Pharmaceutical Customer Relationship Management Relies on Seven Key Factors
Pharmaceutical companies, struggling to forge meaningful relationships with patient and physician audiences, look to customer relationship management (CRM) to get the job done.
Establishing one-on-one relationships with key customers is a goal for most companies. In the pharmaceutical sector, however, government regulations and public skepticism hamper the growth of such connections. According to research firm Cutting Edge Information, however, new CRM initiatives track interactions with different audiences and help companies better understand their key customers.
When it comes to drugs, mass marketing techniques that serve other industries often fail to create lasting customer connections. Instead, companies turn to more direct, personalized communications to build relationships with doctors and patients.
Cutting Edge Information identified several reasons why some pharmaceutical companies are leading the field in customer relationship management. Organizations on the cutting edge of CRM tend to share seven core principles of success:
– They invest adequate resources at the outset of the initiative and provide sufficient investments annually to support the program.
– They create an internal champion for CRM – through the structuring of a CRM department, team or ad hoc group.
– They establish a centralized database to share knowledge across the company.
– They define CRM and educate internal parties to ensure buy-in.

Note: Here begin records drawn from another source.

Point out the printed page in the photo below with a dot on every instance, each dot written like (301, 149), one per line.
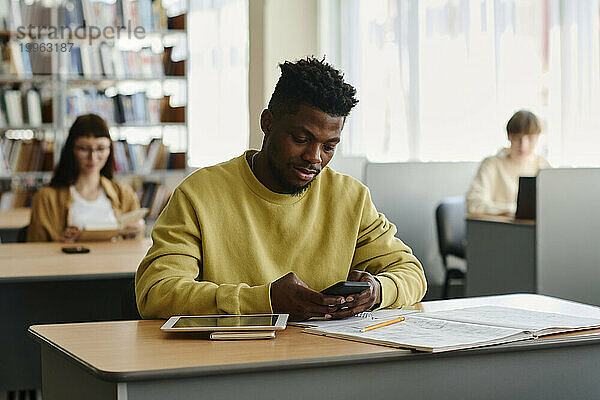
(424, 333)
(514, 318)
(378, 315)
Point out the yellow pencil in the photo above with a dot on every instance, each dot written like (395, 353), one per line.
(381, 324)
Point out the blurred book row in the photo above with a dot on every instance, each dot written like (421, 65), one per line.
(26, 155)
(152, 15)
(107, 61)
(152, 195)
(28, 105)
(136, 108)
(143, 159)
(38, 155)
(102, 61)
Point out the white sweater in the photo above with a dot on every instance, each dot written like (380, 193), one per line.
(495, 186)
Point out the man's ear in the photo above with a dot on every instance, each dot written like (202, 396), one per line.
(266, 121)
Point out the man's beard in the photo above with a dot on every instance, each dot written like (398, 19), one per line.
(299, 191)
(293, 191)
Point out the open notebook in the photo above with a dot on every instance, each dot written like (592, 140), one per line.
(460, 328)
(107, 231)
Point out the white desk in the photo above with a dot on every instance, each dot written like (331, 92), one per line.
(41, 284)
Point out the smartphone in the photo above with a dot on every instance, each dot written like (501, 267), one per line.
(76, 250)
(345, 288)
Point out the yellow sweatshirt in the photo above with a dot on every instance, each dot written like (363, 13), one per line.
(495, 186)
(224, 237)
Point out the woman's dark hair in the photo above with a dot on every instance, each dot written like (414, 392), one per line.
(313, 82)
(67, 171)
(524, 122)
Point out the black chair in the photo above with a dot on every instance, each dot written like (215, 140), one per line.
(22, 234)
(450, 217)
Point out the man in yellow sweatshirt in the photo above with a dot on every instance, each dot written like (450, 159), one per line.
(266, 231)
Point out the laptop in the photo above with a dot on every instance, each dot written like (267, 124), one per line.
(526, 198)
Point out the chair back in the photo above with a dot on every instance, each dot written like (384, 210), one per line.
(450, 217)
(22, 234)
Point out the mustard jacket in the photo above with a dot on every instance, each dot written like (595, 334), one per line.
(50, 208)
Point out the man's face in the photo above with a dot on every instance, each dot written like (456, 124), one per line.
(298, 146)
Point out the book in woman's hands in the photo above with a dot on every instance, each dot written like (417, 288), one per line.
(460, 328)
(107, 231)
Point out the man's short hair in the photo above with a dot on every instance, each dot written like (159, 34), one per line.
(315, 83)
(525, 122)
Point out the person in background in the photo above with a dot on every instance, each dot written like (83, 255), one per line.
(495, 186)
(82, 190)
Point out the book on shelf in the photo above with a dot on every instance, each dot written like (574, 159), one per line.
(5, 15)
(19, 155)
(169, 113)
(154, 196)
(106, 61)
(21, 107)
(460, 328)
(144, 159)
(136, 108)
(170, 66)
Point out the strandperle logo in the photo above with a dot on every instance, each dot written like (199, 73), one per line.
(90, 32)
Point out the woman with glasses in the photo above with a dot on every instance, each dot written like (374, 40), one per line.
(82, 190)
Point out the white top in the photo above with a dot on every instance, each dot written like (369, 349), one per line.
(84, 211)
(495, 187)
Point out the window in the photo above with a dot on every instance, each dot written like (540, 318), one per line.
(218, 81)
(439, 79)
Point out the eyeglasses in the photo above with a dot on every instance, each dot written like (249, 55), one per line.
(90, 150)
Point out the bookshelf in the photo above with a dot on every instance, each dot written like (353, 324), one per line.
(136, 81)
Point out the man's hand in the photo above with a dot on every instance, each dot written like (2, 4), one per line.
(363, 301)
(290, 295)
(70, 234)
(134, 230)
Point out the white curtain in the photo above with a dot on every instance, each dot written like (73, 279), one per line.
(438, 79)
(218, 80)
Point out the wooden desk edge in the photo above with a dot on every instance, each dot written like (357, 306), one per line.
(501, 219)
(62, 278)
(398, 355)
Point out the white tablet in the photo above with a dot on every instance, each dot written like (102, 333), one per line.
(212, 323)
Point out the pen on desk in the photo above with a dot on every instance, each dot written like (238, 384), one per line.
(381, 324)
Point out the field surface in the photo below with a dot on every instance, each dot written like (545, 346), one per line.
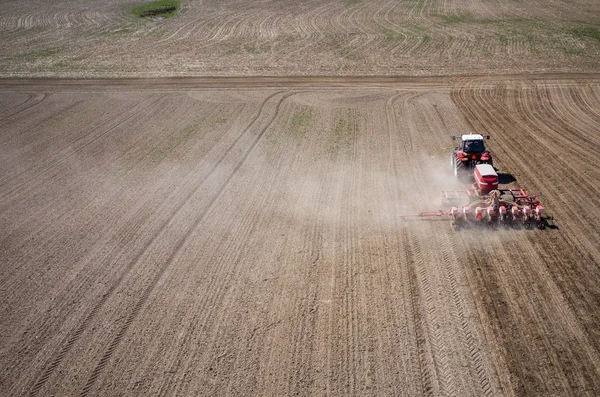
(100, 38)
(242, 236)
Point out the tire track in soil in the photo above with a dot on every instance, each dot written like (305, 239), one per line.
(466, 333)
(138, 306)
(28, 98)
(71, 339)
(214, 292)
(414, 259)
(411, 256)
(33, 101)
(71, 150)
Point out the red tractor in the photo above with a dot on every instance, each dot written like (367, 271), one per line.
(471, 152)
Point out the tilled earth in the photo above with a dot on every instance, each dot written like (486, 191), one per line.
(242, 236)
(100, 38)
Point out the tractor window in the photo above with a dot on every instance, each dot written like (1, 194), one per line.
(475, 146)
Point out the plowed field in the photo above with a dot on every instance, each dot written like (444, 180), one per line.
(242, 237)
(99, 38)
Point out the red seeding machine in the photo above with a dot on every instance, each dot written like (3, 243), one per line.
(484, 203)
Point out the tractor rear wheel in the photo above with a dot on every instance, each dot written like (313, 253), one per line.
(459, 168)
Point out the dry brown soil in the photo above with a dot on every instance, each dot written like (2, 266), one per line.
(100, 38)
(242, 237)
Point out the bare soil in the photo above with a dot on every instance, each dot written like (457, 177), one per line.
(242, 237)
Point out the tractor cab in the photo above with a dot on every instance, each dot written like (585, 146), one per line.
(471, 152)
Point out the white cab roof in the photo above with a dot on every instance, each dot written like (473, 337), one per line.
(486, 170)
(472, 137)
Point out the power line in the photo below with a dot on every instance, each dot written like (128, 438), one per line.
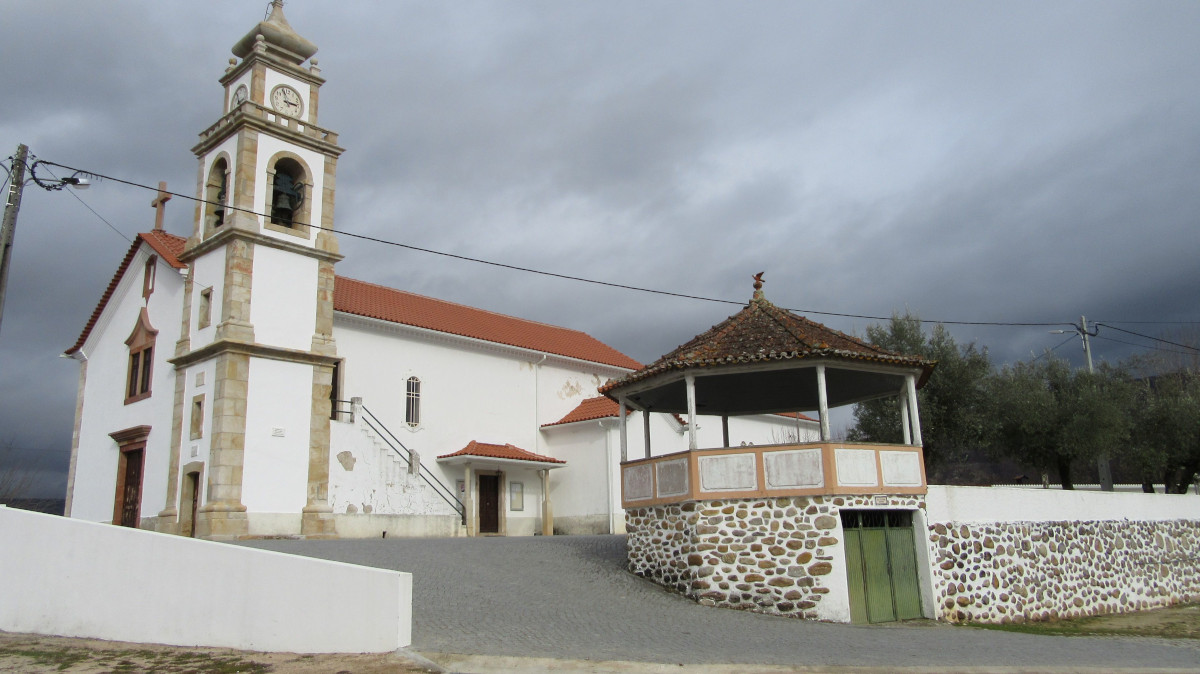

– They understand target audiences and provide customized messages via preferred media touch points.
– They recognize that CRM requires a long-term commitment, in terms of both resources and measurements.
– They improve their programs by continuously monitoring progress and industry advancements.
Cutting Edge Information’s findings are drawn from the report, “Pharmaceutical Customer Relationship Management” (http://www.pharmaindustrycrm.com/), which explores how companies build business cases to attain sufficient resource backing for CRM programs and to win senior management buy-in. The report contains budget and staffing metrics for 13 different customer relationship management programs. Case studies, best practices and tactics for addressing key CRM program challenges are utilized to give executives a guide to managing their own programs with success.